The Garden of Earthly Delights, LEA 12, March 2014
The Garden of Earthly Delights, LEA12, March 2014

There have been some ambitious art installations displayed at the LEA; some have been elaborate, some have been fantastical, some have been immersive, some have been mysterious, some have been slightly disturbing, and some have been challenging to the eye and to the mind.

At LEA12, as a part of the Artist in Resident series, theoxyz (Thomm Pye) combines all of the above, from ambitious undertaking through to challenging the eye and the mind, as he seeks to present a 3D interpretation of The Garden of Earthly Delights by Hieronymus Bosch.

The Garden of Earthly Delights, LEA 12, March 2014
The Garden of Earthly Delights, LEA12, March 2014

The painting, dating from between 1490 and 1510, is regarded as Bosch’s most ambitious complete work, and one which experts and commentators have struggled to interpret over the centuries.

A triptych in form, the original comprises a central square panel with a rectangular “wing” on either side, each of which is hinged to close over the main panel.

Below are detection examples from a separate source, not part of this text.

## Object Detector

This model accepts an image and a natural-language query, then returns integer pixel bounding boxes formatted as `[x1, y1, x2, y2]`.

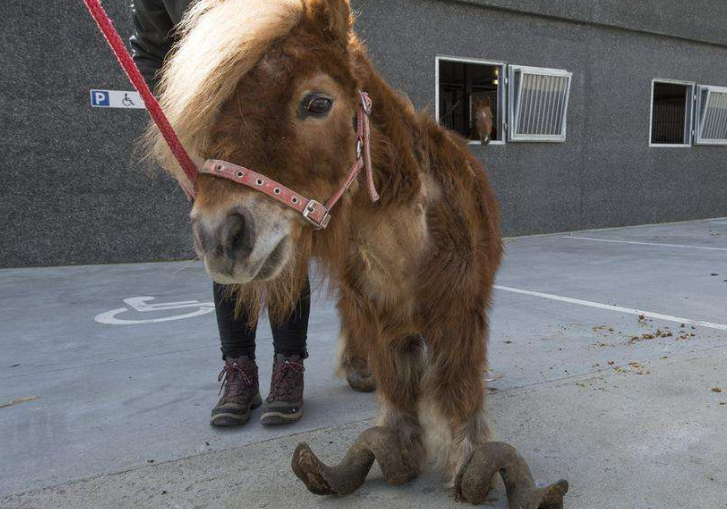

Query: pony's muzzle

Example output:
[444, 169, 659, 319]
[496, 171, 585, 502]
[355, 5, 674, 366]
[192, 197, 292, 284]
[192, 207, 255, 282]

When closed, these show a grisaille painting of the biblical Creation. When open, the side panels offer two distinct images, the one on the left showing God presenting Eve to Adam, and the one to the right depicting the torments of hell.

The Garden of Earthly Delights, LEA 12, March 2014
The Garden of Earthly Delights, LEA12, March 2014

It is the central, square panel which forms the main focus for the LEA12 installation, and it is also the panel which has caused the most debate among scholars as to its intended meaning. It is believed that the painting is designed to be read from left to right, and so the central panel has most frequently been interpreted as a warning of the perils of temptation. However, it is also seen as possible representation of paradise lost.

Within LEA12, the major elements from this central panel are represented, but so to are elements form the other two panels (perhaps most noticeably the panel on the right), all of which come together to provide a unique interpretation of the original, which is not in any way intended to be an accurate reproduction, as theoxyz points out in the welcoming notes.

There are two structures within the installation which are not a direct part of any interpretation of the painting. The first, reached via steps leading up from the piece, presents a copy of the Bosch’s triptych together with theoxyz’s own interpretation of its meaning, and which also includes pictures of some of the elements of the original alongside images of their representations within the installation. Follow a glass walkway to the second structure, a dome set above a part of the work, and you’ll find links to additional resources about the painting, including a BBC documentary.

The Garden of Earthly Delights, LEA 12, March 2014
The Garden of Earthly Delights, LEA12, March 2014

As noted above, theoxyz indicates that the installation is not intended to be a 3D representation of Bosch’s original piece, but rather a reflection of the painting’s surrealist atmosphere. This is something which is, to my mind at least, achieved in spades.